Excerpt
Excerpt
The Bingo Queens of Paradise
Once Upon a Time
Paradise, Oklahoma. 1976.
It's Friday night, and Momma's going dancing, so I'll be in charge of Rhonda and Granny again. And when the Rialto closes, when Mr. Jarvis has cleaned up the soda fountain and locked up his drugstore, and the traffic light keeps switching from red to green to yellow for whoever the hell happens by, Preacher Maples will wrestle in the dark with Momma.
The sun's gone down, but it went to one hundred and two degrees today so it's still mighty hot up here. The black metal floor lamp is lit, and on the table next to Momma's ashtray are our leftovers: slices of bread, curled at the comers, warm cherry Kool-Aid, and a few Good Time Baked Beans stuck to our plates.
Me and Rhonda just got outa the tub. I was supposed to wash us and dry us top to bottom, but I skipped parts, so our watery footprints, mine first, Rhonda's kinda pigeon-toed, dog each other across the gritty floor. And we still stink. Not of sweat or Ivory soap, 'cause Ivory costs too much, but of Daisy Fresh which Momma says is just as good but ain't 'cause it gets slimy in the water and makes me and Rhonda smell like two rusty skillets.

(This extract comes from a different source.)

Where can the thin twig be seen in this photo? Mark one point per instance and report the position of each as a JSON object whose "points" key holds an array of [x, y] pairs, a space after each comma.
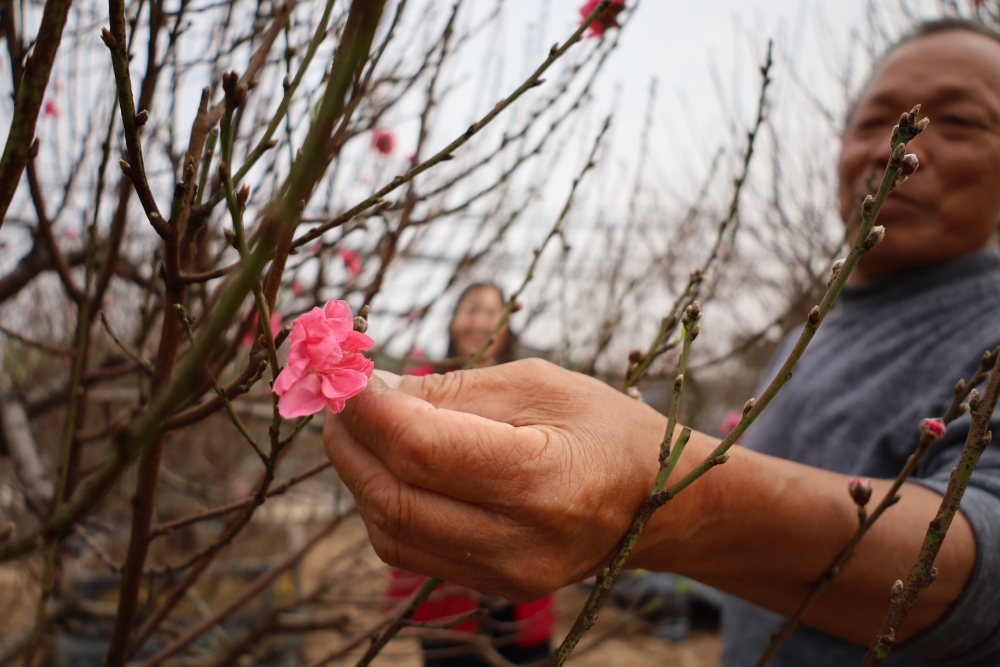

Her hair is almost dry, my black curls are dripping wet, and ourdrawers, which ain't seen white in a trillion years, are stuck in the cracks of our butts. We stretch across the back of the orange sofa, Rhonda's sweaty legs curled around mine, and we stare down at Main Street, at two lines of cars and trucks creeping along with their lights on, at folks roaming about in shirts, shorts, and sandals, laughing and smoking.
We live over Macy's Hardware Store. The smell of paint gets into our oatmeal and a fine layer of dust covers our floors, but we can see lots of stuff from up here.
"Close the window," I tell Rhonda, "or them hard little June bugs'll fly in our hair."
"Momma says they send folks crazy, like Granny," she says, scratching the mosquito bite on her butt.
"Granny ain't crazy. Got a lot on her mind, is all."
"What's on at the movies?"
"Bambi. See them two girls in line with their mommas? They're in my class. Cindy Harker's the one with white patent leather shoes-- Henrietta's are black. Elijah said Henrietta's daddy is rich 'cause he buries all the dead folk 'round here."
"Yuk."
"Momma said if we didn't eat for a month I could have a pair of those shoes. I said that was okay with me, but she must've forgot 'cause we're still eating."
"I want black, too."
"It's agin the law for six-year-olds to wear patent leather. You gotta be eight, like me."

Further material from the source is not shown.